Mr. Ban urged world leaders to “stay true” to ensure that the Goals are met on time.
“True to our identity as an international community built on a foundation of solidarity. True to your commitment to end the dehumanizing conditions of extreme poverty.”
He called on wealthy countries not to pull back from their previous commitments on official development assistance to poorer nations, which he described as “a lifeline of billions, for billions.”
He also stressed that “being true means addressing inequality, both among and within countries. Even in countries that have registered impressive gains, inequality eats away at social cohesion.
“And it means reconsidering conventional wisdom. Recovery from the economic crisis should not mean a return to the flawed and unjust path that got us into trouble in the first place.”
The Secretary-General said one of the keys to success was “making the smart investments in infrastructure, small farmers, social services… and above all in women and girls.”

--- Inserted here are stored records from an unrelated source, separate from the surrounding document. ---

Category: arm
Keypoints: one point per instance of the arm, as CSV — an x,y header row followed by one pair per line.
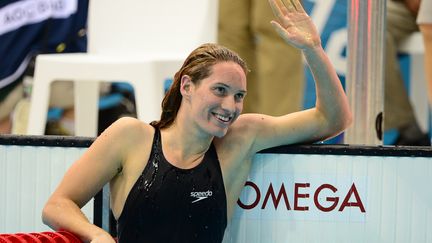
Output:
x,y
331,115
98,165
426,30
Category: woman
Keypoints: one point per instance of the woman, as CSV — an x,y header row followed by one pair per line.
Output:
x,y
178,179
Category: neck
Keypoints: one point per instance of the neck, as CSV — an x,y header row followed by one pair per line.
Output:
x,y
184,145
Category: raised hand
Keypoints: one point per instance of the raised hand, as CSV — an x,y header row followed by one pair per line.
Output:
x,y
294,25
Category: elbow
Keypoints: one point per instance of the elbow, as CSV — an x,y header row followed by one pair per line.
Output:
x,y
346,120
341,123
47,213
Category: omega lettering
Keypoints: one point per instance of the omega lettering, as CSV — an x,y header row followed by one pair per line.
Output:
x,y
277,198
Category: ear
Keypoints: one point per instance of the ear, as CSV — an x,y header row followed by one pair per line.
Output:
x,y
185,85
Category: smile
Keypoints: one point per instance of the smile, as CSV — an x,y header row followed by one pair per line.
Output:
x,y
223,118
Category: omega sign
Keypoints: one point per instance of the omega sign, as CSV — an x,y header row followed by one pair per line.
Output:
x,y
323,197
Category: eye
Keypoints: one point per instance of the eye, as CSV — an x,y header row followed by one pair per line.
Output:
x,y
220,90
239,97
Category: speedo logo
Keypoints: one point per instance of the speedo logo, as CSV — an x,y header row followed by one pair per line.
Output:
x,y
201,195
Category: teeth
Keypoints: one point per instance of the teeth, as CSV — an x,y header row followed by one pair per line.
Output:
x,y
223,118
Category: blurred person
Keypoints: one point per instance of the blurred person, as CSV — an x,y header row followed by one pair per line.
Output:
x,y
404,17
178,179
29,28
276,80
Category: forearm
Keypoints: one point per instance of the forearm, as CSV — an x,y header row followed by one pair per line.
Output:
x,y
331,100
63,214
426,30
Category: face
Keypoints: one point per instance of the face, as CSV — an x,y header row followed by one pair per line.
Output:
x,y
217,101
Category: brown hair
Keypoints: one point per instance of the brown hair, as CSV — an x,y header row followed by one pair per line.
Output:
x,y
197,66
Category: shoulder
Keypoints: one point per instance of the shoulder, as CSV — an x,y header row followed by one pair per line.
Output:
x,y
241,136
126,132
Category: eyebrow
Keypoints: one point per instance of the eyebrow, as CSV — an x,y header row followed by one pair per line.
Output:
x,y
227,86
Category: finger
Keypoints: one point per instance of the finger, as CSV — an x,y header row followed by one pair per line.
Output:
x,y
289,6
297,6
276,10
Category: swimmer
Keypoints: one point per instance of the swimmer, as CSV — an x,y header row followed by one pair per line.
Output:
x,y
178,179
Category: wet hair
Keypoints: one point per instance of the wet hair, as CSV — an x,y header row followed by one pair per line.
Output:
x,y
198,66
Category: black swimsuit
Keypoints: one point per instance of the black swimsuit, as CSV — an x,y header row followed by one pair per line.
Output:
x,y
169,204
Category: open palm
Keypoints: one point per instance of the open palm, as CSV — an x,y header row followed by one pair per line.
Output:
x,y
294,25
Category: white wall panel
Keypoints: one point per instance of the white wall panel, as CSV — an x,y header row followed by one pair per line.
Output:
x,y
28,175
395,193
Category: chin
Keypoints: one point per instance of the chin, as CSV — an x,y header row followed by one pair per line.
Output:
x,y
220,132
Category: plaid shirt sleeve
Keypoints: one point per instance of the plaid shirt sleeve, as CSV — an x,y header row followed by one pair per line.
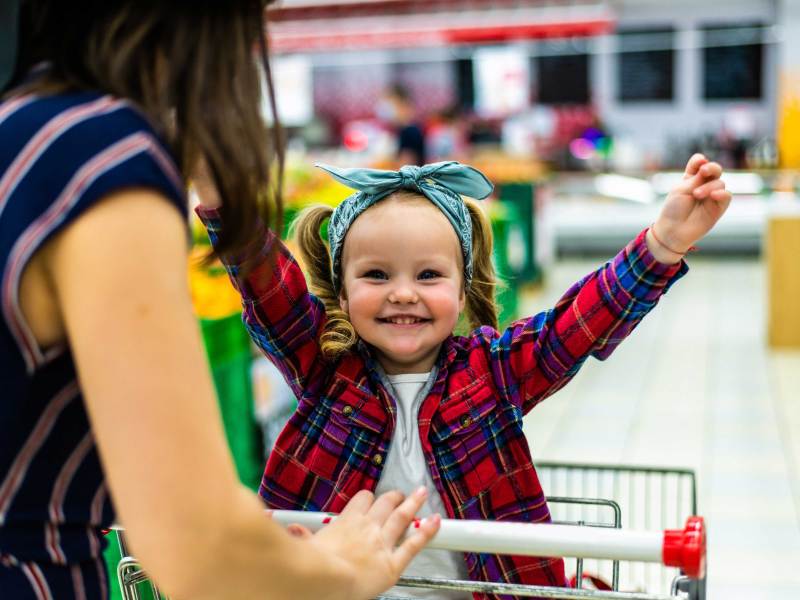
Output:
x,y
535,357
282,317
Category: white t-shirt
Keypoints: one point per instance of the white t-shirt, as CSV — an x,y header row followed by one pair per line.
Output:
x,y
405,470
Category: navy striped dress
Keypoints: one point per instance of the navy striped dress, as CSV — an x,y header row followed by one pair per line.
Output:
x,y
59,155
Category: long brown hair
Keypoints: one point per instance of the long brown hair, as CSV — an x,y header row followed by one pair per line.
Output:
x,y
190,67
338,335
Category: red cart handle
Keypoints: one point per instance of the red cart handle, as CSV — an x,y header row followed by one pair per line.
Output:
x,y
686,548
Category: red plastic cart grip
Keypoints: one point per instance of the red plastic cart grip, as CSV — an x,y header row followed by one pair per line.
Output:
x,y
686,549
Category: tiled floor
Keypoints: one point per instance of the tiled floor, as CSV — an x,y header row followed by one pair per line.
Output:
x,y
695,386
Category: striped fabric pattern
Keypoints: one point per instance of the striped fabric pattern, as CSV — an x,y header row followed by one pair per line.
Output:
x,y
471,421
60,155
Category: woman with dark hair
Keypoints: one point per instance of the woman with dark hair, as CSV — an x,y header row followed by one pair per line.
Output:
x,y
109,108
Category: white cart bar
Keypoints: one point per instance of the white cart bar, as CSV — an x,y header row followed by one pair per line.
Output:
x,y
674,548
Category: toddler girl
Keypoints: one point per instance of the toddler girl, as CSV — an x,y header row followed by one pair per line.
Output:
x,y
388,396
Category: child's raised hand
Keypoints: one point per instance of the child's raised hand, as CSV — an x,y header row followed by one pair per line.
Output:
x,y
692,208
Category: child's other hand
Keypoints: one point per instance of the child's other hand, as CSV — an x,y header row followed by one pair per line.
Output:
x,y
692,208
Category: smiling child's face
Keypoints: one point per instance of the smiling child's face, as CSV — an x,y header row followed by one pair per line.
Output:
x,y
403,283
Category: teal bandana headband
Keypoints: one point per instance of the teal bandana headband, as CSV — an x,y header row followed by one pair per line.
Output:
x,y
442,183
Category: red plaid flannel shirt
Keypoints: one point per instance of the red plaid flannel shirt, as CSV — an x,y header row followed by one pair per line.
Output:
x,y
471,421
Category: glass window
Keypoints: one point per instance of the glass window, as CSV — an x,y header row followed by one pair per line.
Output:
x,y
646,65
733,62
562,69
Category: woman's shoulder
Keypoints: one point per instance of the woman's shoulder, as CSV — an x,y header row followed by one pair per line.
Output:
x,y
76,123
78,147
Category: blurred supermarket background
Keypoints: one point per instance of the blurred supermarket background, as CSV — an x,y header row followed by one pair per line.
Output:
x,y
583,112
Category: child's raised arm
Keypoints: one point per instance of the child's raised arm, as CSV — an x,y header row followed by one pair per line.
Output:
x,y
535,357
282,317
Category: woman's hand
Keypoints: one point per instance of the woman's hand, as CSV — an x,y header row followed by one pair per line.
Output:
x,y
363,540
692,208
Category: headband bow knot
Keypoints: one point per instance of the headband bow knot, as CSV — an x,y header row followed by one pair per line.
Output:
x,y
442,183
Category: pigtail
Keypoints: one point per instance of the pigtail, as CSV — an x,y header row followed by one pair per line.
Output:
x,y
338,335
481,307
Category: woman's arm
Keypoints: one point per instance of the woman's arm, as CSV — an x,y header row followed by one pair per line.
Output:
x,y
120,278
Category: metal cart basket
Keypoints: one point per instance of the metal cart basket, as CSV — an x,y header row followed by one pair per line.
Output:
x,y
600,503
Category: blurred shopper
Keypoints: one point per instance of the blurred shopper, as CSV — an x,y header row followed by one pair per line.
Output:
x,y
107,401
446,136
396,108
388,396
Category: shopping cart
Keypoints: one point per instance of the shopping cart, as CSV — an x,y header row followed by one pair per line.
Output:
x,y
606,528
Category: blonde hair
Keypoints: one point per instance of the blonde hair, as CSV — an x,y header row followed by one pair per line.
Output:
x,y
338,335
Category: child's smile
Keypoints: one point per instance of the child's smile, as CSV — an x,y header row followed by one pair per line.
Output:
x,y
403,283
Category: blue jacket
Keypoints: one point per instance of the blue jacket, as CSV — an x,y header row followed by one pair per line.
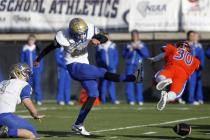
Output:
x,y
107,56
59,57
28,55
208,52
133,56
198,52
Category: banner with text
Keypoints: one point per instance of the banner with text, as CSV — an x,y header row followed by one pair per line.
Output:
x,y
154,15
196,15
51,15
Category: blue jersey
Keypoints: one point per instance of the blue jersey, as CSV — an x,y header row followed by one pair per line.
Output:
x,y
107,55
59,56
133,56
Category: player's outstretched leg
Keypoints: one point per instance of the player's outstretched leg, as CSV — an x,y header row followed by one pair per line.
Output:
x,y
92,89
78,126
163,83
165,97
80,72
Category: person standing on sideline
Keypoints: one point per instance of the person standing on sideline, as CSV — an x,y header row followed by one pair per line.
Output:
x,y
64,79
194,83
134,52
1,77
107,57
13,91
28,54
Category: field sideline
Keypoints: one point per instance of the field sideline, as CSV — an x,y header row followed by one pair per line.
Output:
x,y
122,122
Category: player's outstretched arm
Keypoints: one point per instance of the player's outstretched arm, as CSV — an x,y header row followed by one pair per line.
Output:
x,y
31,108
156,58
44,52
98,39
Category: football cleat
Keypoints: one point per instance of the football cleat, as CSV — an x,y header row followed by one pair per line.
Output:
x,y
182,129
163,84
80,129
163,100
140,103
132,103
3,131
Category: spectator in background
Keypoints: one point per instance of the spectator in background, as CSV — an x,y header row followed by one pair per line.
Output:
x,y
133,53
64,79
195,83
107,57
208,52
1,77
28,54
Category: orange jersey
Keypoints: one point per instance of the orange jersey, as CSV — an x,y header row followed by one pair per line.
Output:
x,y
177,57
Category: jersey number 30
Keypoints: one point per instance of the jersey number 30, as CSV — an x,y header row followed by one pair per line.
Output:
x,y
3,86
184,55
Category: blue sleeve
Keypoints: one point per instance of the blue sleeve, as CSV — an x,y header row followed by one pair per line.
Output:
x,y
59,59
22,56
116,55
26,92
208,52
97,56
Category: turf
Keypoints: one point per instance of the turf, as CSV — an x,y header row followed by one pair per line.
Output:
x,y
131,122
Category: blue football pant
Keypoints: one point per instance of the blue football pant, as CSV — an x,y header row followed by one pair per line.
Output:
x,y
36,84
14,123
131,87
87,74
63,87
195,92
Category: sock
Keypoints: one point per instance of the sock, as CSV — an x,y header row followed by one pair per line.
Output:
x,y
85,110
118,78
171,96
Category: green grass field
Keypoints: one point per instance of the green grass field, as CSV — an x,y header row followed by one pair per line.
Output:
x,y
123,122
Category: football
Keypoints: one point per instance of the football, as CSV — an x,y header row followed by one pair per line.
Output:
x,y
182,129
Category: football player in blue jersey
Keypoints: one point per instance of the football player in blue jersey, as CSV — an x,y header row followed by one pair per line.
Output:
x,y
28,54
75,40
12,92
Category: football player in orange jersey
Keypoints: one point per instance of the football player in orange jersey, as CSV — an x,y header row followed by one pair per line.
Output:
x,y
179,65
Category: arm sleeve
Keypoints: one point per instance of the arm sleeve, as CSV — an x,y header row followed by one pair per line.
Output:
x,y
116,55
168,49
100,37
202,58
22,56
158,57
46,50
143,51
208,53
26,92
59,59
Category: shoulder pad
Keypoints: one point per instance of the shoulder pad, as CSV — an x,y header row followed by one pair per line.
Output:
x,y
62,38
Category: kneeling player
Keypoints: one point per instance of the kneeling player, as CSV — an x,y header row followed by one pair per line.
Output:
x,y
179,65
12,92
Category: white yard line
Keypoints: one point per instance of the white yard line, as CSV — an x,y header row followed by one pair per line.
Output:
x,y
149,133
153,124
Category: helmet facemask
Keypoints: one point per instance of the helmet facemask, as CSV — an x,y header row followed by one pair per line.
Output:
x,y
78,29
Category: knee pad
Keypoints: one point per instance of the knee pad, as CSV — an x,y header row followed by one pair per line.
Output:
x,y
171,96
89,103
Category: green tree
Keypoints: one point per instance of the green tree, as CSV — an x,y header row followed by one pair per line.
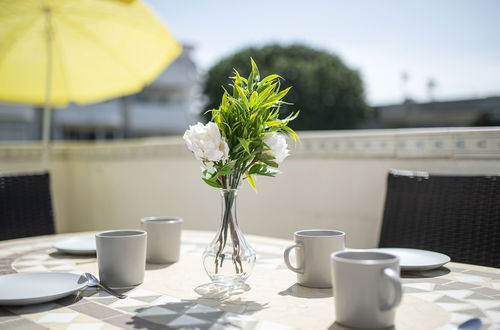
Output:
x,y
328,94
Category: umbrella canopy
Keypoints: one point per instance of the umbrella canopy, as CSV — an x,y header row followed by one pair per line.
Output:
x,y
57,51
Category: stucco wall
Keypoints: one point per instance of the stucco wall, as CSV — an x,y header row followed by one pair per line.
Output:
x,y
332,180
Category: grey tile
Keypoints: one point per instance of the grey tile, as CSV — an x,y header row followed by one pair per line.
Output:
x,y
70,300
437,280
459,286
133,322
479,296
412,290
147,299
474,312
483,274
160,319
100,312
132,309
457,269
105,301
447,299
21,324
178,307
487,291
209,316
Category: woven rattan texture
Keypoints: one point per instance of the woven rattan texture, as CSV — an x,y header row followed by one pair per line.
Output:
x,y
25,206
455,215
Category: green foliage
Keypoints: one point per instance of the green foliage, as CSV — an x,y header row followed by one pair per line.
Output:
x,y
329,94
244,118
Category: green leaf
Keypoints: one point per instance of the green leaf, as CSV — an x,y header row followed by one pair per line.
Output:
x,y
261,169
245,144
251,181
212,183
253,98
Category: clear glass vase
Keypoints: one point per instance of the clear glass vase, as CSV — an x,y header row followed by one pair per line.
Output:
x,y
229,259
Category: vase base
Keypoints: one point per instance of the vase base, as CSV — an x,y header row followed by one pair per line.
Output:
x,y
228,280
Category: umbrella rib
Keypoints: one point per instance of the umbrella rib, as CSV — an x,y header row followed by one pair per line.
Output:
x,y
14,37
108,16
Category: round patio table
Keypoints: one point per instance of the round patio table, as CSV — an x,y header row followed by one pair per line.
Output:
x,y
179,296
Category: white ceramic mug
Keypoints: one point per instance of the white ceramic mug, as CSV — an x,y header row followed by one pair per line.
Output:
x,y
121,257
313,249
367,288
164,239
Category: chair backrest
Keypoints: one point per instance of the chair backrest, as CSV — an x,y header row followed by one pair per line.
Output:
x,y
455,215
25,205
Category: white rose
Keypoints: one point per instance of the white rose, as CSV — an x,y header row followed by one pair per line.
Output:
x,y
206,142
279,147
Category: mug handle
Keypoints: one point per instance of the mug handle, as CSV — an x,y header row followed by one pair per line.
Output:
x,y
287,258
396,283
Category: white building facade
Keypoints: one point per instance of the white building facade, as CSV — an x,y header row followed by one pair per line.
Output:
x,y
165,107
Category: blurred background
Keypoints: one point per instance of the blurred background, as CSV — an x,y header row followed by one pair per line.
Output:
x,y
354,65
380,85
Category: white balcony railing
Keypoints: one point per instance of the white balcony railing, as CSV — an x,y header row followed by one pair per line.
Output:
x,y
331,180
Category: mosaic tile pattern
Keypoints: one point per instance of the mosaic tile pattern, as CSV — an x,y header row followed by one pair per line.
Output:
x,y
462,292
92,309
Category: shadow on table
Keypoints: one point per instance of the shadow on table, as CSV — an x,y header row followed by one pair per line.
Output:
x,y
441,271
227,298
60,255
300,291
158,266
336,326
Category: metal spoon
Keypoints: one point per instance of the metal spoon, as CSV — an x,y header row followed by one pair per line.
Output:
x,y
93,281
472,324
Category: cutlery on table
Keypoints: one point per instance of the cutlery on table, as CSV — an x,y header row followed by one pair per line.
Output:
x,y
94,282
472,324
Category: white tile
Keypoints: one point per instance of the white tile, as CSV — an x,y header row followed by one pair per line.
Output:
x,y
427,296
264,325
32,269
37,308
142,293
452,307
458,294
155,310
63,268
165,300
459,318
201,309
421,286
485,304
27,263
468,278
187,321
128,302
57,318
85,326
55,262
494,316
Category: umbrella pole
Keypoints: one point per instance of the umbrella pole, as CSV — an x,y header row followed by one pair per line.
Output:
x,y
48,89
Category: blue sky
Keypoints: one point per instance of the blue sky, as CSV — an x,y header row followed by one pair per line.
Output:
x,y
454,42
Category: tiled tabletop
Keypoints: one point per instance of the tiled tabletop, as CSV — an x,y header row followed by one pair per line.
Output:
x,y
178,296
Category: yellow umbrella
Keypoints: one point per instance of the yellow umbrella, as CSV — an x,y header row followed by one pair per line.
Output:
x,y
57,51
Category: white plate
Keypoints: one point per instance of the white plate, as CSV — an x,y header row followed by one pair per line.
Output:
x,y
413,259
76,245
34,288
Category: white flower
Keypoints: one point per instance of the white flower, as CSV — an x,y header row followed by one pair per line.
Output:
x,y
206,142
279,147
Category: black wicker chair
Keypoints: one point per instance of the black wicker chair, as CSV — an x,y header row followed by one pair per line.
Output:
x,y
455,215
25,205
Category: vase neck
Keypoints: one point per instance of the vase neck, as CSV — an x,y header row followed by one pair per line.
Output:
x,y
228,207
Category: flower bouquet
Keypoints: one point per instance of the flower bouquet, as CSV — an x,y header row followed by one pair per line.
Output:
x,y
244,139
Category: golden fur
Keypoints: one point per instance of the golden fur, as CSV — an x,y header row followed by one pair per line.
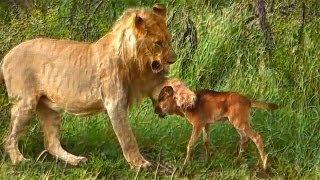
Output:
x,y
213,106
48,76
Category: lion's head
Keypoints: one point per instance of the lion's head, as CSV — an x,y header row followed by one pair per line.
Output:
x,y
144,40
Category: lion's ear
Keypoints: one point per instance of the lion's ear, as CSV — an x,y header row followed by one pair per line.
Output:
x,y
139,23
160,9
156,66
167,91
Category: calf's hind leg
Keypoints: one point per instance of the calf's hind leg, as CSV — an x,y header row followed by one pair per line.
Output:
x,y
21,112
51,123
243,127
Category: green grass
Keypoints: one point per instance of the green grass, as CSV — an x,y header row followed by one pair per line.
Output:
x,y
230,57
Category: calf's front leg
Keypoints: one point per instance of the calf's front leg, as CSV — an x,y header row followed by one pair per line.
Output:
x,y
196,131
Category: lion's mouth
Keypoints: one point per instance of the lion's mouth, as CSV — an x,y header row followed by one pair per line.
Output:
x,y
161,115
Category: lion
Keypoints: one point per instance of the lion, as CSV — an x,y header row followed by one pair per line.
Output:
x,y
48,76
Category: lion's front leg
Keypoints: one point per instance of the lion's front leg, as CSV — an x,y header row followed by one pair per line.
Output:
x,y
117,111
51,123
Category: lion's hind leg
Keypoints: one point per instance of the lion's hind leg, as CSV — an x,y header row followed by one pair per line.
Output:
x,y
51,123
21,112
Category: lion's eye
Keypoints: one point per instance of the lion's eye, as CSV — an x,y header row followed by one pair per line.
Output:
x,y
158,44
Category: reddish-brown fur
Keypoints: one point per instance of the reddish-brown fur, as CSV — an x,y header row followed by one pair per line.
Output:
x,y
212,106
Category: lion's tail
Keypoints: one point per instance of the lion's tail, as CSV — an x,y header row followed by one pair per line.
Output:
x,y
264,105
1,76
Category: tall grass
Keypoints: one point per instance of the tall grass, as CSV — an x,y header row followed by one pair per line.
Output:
x,y
230,56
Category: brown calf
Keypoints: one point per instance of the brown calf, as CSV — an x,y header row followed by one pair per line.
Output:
x,y
212,106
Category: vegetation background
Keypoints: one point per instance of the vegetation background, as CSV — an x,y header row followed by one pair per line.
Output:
x,y
265,49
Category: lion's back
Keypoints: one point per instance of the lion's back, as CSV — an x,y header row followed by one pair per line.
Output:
x,y
49,66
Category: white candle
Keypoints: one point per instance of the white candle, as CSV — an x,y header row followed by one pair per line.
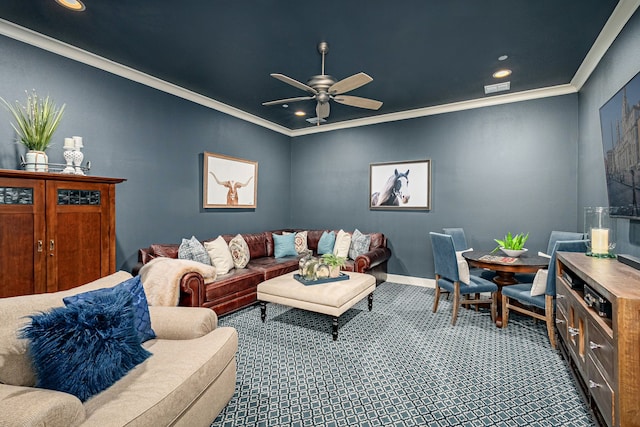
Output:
x,y
600,240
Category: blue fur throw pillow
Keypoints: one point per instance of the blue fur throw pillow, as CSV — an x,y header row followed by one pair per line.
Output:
x,y
85,347
141,316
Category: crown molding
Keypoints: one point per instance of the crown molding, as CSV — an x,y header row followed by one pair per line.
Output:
x,y
41,41
616,22
441,109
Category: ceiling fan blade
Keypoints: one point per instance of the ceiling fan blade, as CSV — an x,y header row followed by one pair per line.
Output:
x,y
356,101
350,83
294,83
284,101
322,110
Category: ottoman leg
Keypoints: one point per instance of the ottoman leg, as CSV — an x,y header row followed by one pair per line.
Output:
x,y
263,311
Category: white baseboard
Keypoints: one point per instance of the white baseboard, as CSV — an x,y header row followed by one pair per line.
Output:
x,y
410,280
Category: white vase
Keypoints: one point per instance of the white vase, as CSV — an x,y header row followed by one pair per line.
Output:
x,y
68,157
36,161
78,156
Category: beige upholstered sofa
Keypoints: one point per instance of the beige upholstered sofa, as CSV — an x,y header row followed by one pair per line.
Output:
x,y
187,380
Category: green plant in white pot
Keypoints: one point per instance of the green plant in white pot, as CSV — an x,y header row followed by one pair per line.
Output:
x,y
35,124
335,263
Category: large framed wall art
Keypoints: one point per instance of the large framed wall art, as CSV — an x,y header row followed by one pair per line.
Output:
x,y
619,118
229,182
400,185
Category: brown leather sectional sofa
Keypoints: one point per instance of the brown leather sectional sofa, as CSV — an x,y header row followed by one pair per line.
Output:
x,y
238,288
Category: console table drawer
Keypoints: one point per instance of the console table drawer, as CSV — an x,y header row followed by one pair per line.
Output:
x,y
600,391
601,350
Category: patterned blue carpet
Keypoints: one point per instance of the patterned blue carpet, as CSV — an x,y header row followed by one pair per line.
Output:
x,y
398,365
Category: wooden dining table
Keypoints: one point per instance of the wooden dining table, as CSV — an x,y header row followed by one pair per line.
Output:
x,y
505,268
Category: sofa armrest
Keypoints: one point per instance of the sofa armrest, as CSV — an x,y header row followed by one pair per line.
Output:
x,y
30,406
182,323
191,290
368,260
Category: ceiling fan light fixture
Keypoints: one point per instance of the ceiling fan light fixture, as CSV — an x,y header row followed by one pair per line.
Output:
x,y
75,5
500,74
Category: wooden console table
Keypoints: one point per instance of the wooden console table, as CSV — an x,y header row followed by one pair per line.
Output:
x,y
603,352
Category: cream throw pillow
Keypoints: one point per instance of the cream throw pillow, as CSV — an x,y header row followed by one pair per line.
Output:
x,y
239,251
463,267
220,255
342,245
539,286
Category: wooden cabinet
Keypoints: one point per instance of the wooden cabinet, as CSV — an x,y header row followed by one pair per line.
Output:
x,y
56,231
603,351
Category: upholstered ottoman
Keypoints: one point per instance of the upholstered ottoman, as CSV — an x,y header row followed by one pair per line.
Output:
x,y
333,298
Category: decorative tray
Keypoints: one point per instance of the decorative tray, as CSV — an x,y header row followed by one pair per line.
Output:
x,y
306,282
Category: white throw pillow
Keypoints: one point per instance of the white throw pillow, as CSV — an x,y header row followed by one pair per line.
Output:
x,y
239,251
220,255
342,245
539,286
463,272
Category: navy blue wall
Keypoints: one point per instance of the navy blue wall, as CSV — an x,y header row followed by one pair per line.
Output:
x,y
497,169
528,166
152,139
620,64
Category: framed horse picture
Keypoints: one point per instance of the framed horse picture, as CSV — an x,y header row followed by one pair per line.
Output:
x,y
400,185
229,182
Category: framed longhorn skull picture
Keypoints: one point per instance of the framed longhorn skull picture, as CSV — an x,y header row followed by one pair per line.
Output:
x,y
400,185
229,182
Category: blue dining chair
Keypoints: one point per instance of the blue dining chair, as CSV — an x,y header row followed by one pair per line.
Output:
x,y
448,278
535,306
553,238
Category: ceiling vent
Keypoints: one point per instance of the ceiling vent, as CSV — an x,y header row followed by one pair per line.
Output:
x,y
498,87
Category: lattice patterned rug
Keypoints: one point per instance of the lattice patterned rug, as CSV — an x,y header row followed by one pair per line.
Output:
x,y
398,365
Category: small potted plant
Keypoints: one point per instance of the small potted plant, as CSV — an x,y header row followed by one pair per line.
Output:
x,y
335,263
35,125
512,245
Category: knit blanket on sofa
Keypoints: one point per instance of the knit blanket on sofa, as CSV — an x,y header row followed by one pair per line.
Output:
x,y
161,278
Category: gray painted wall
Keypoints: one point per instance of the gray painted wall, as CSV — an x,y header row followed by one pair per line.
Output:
x,y
506,168
620,64
152,139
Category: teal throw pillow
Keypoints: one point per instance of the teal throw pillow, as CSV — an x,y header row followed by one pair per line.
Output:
x,y
326,243
359,244
142,320
85,347
284,245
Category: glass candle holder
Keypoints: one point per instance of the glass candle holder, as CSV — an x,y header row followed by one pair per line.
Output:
x,y
600,230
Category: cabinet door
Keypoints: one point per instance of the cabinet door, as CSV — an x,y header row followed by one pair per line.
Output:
x,y
79,229
22,236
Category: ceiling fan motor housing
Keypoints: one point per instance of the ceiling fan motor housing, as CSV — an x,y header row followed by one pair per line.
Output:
x,y
321,82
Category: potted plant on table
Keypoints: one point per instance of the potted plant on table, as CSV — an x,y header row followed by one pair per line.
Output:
x,y
35,125
512,245
335,263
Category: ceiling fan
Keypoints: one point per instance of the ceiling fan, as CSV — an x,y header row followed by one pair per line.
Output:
x,y
323,88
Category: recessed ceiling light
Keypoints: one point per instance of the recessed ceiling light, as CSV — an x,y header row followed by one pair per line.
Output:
x,y
76,5
502,73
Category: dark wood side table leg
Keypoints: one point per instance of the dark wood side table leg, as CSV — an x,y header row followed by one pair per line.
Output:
x,y
263,311
499,307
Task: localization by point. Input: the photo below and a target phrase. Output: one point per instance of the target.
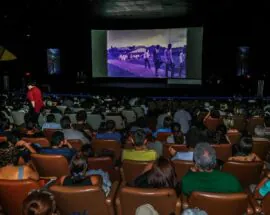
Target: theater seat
(13, 193)
(164, 201)
(84, 199)
(217, 203)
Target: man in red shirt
(34, 95)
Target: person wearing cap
(34, 95)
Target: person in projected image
(169, 60)
(157, 59)
(146, 57)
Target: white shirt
(183, 117)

On Wednesday he is expected to unveil a global strategy for improving women’s and children’s health, with study after study indicating that a boost in this area will have an enormous multiplier effect across all the MDGs.
“There is more to do for the mother who watches her children go to bed hungry – a scandal played out a billion times each and every night. There is more to do for the young girl weighed down with wood or water when instead she should be in school. And more to do for the worker far from home in a city slum, watching jobs and remittances disappear amid global recession.”